Replace <<PATH_TO_YOUR_COLLECTOR.YAML>>
with the actual path to your collector.yaml
file.
(If collector.yaml
is located in the root directory of your application, use the path /var/task/collector.yaml
.)
Activate tracing for your Lambda function
aws lambda update-function-configuration --function-name <<YOUR-LAMBDA_FUNCTION_NAME>> --tracing-config Mode=Active
Replace <<YOUR-LAMBDA_FUNCTION_NAME>>
with the name of your Lambda function running the Python application.
Add the OpenTelemetry Python wrapper layer to your Lambda function
The OpenTelemetry Python wrapper layer automatically instruments the Python application in your Lambda function.

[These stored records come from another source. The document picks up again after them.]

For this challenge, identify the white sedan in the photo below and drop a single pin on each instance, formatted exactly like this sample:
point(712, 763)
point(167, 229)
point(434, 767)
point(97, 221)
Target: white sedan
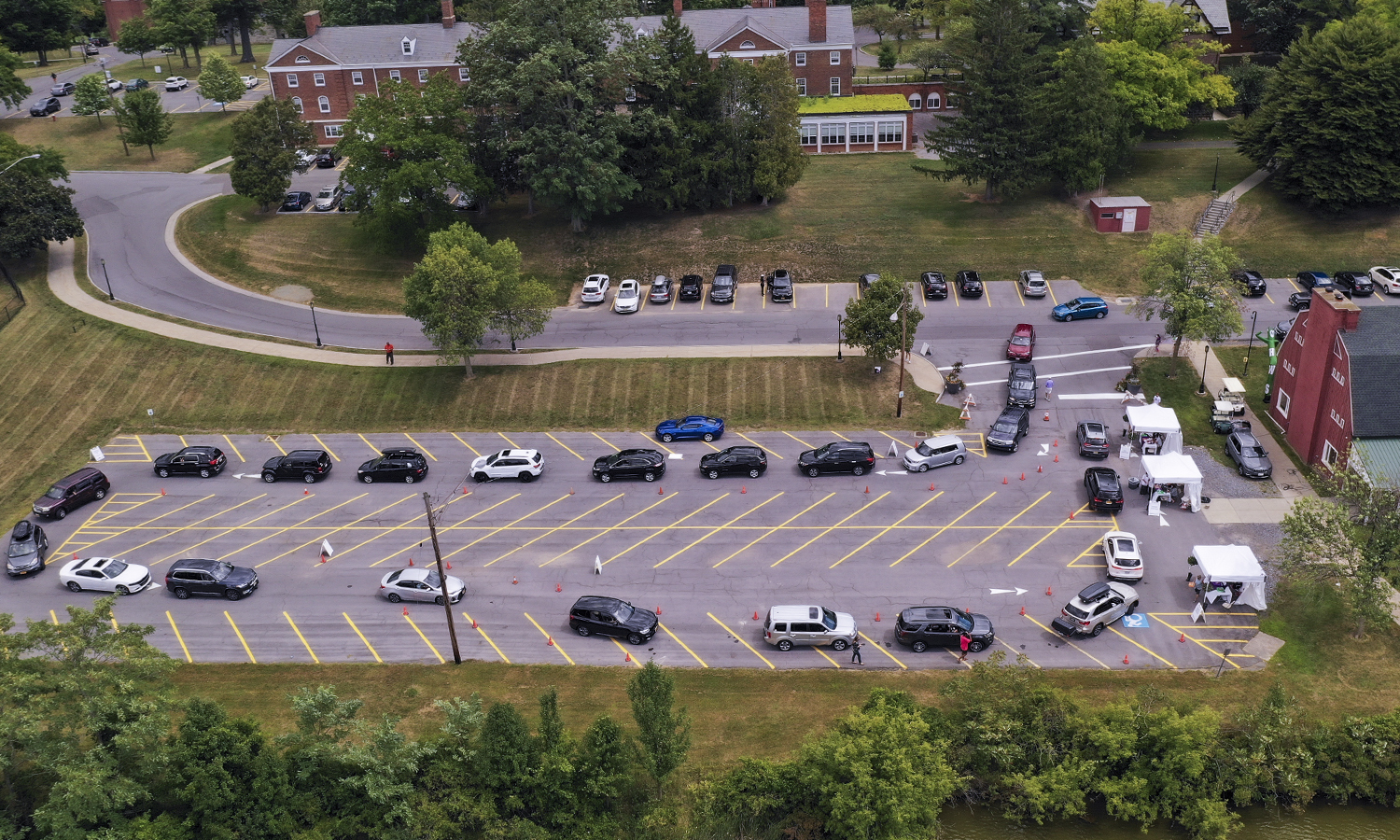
point(104, 574)
point(1123, 554)
point(627, 297)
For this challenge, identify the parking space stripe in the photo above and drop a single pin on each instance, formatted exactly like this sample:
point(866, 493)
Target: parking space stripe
point(739, 638)
point(363, 638)
point(482, 630)
point(409, 619)
point(301, 637)
point(716, 531)
point(941, 529)
point(881, 649)
point(246, 650)
point(682, 644)
point(1000, 529)
point(772, 531)
point(551, 638)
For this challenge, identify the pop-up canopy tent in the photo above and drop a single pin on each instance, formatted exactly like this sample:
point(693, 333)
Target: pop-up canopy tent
point(1173, 469)
point(1158, 420)
point(1232, 565)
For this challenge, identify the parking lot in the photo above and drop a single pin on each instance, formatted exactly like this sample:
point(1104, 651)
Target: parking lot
point(993, 535)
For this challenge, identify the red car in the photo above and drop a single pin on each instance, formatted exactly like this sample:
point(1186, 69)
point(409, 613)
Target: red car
point(1021, 346)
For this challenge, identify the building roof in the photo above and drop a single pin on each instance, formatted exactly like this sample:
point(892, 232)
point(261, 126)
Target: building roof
point(1374, 352)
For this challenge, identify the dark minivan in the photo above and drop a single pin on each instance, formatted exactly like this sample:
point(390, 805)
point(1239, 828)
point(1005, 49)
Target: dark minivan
point(73, 492)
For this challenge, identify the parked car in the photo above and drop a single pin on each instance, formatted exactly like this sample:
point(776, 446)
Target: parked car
point(935, 451)
point(307, 465)
point(210, 577)
point(1080, 308)
point(296, 202)
point(28, 549)
point(630, 464)
point(525, 465)
point(73, 492)
point(934, 285)
point(1021, 385)
point(1123, 556)
point(598, 615)
point(735, 461)
point(204, 462)
point(1013, 425)
point(595, 288)
point(420, 584)
point(1022, 343)
point(786, 627)
point(1094, 439)
point(1095, 608)
point(394, 465)
point(853, 456)
point(689, 428)
point(923, 627)
point(1103, 489)
point(104, 574)
point(969, 283)
point(1248, 454)
point(1251, 282)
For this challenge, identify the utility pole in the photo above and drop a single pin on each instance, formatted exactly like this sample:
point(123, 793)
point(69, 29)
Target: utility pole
point(447, 598)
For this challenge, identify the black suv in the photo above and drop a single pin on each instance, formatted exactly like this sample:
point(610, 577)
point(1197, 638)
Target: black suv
point(394, 465)
point(923, 627)
point(202, 461)
point(612, 616)
point(630, 464)
point(853, 456)
point(210, 577)
point(747, 461)
point(1103, 489)
point(1021, 385)
point(307, 465)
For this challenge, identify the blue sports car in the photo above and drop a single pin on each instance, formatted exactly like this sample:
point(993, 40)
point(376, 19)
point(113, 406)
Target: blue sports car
point(706, 428)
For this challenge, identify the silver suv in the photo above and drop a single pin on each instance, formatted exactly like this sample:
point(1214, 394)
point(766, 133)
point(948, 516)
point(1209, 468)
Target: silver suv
point(789, 626)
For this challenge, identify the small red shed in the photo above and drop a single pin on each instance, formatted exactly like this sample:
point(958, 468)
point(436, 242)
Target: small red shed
point(1120, 215)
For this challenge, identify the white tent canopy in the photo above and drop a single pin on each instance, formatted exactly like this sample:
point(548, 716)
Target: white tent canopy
point(1158, 420)
point(1173, 469)
point(1234, 565)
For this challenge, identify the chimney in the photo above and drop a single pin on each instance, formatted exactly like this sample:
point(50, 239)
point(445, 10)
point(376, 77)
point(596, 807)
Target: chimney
point(817, 21)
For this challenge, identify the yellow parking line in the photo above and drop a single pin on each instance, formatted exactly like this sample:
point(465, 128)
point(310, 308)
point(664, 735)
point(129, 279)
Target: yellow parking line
point(1070, 643)
point(562, 444)
point(178, 637)
point(482, 630)
point(744, 643)
point(301, 637)
point(246, 650)
point(881, 649)
point(772, 531)
point(363, 638)
point(406, 618)
point(682, 644)
point(551, 638)
point(941, 529)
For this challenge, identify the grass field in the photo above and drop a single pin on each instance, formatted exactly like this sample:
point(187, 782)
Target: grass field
point(198, 139)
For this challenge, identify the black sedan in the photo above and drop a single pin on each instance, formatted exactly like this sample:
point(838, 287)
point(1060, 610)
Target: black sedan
point(630, 464)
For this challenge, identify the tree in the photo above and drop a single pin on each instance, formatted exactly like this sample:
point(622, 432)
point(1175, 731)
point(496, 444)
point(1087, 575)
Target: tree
point(664, 731)
point(453, 290)
point(1189, 286)
point(1326, 125)
point(142, 115)
point(220, 81)
point(867, 319)
point(263, 145)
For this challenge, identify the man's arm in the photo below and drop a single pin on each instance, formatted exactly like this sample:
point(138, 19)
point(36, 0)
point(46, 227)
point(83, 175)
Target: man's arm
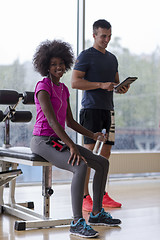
point(117, 78)
point(78, 82)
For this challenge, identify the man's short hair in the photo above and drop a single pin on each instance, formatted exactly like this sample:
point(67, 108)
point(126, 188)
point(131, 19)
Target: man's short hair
point(102, 23)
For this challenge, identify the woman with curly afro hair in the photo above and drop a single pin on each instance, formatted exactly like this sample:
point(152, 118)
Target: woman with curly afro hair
point(50, 140)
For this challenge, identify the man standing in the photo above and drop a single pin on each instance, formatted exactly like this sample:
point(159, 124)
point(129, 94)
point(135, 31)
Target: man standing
point(96, 72)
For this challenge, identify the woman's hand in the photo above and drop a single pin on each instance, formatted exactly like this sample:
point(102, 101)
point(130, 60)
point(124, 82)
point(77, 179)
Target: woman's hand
point(100, 136)
point(75, 156)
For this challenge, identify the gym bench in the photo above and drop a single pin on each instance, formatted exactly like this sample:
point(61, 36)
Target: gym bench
point(11, 157)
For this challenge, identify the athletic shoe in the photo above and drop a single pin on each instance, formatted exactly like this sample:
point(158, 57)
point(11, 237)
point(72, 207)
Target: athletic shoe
point(109, 202)
point(81, 229)
point(103, 218)
point(87, 203)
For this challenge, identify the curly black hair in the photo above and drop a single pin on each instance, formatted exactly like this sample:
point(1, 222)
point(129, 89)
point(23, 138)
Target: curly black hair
point(49, 49)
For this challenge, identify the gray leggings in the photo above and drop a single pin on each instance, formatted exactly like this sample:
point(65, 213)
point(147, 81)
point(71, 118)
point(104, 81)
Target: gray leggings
point(60, 160)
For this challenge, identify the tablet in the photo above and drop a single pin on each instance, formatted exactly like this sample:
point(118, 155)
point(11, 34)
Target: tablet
point(126, 82)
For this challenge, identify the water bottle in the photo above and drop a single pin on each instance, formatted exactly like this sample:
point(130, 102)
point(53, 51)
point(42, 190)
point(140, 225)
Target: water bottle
point(99, 144)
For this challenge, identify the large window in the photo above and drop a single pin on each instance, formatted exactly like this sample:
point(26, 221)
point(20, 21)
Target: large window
point(136, 43)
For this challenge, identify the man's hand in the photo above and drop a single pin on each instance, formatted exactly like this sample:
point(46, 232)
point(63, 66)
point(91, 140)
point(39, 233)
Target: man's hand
point(109, 86)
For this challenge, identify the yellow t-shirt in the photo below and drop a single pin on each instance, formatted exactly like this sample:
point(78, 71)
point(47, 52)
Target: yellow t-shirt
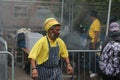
point(40, 50)
point(95, 26)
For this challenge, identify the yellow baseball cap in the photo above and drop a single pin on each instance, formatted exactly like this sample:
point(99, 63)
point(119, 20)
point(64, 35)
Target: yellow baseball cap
point(49, 22)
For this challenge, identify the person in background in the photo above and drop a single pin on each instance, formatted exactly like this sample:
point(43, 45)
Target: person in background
point(46, 53)
point(113, 35)
point(94, 34)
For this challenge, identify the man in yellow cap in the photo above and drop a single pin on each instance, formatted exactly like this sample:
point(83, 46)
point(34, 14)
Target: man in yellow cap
point(46, 53)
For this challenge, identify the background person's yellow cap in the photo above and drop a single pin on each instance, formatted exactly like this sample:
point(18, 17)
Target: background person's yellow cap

Find the latest ARN for the OpenTelemetry Python wrapper layer on the OpenTelemetry Lambda GitHub Releases page under layer-python
.
aws lambda update-function-configuration --function-name <<YOUR-LAMBDA_FUNCTION_NAME>> --layers <LAYER_ARN>
Replace <<YOUR-LAMBDA_FUNCTION_NAME>>
with the name of your Lambda function running the Python application.
Replace <<LAYER_ARN>>
with the latest ARN from the GitHub releases page.
Replace <<YOUR-AWS-REGION>>
with the code of your AWS regions, e.g. us-east-1
.
Add environment variable for the wrapper
Add the AWS_LAMBDA_EXEC_WRAPPER
environment variable to point to the otel-instrument
executable:
aws lambda update-function-configuration --function-name <<YOUR-LAMBDA_FUNCTION_NAME>> --environment Variables={AWS_LAMBDA_EXEC_WRAPPER=/opt/otel-instrument}
Replace <<YOUR-LAMBDA_FUNCTION_NAME>>
with the name of your Lambda function running the Python application.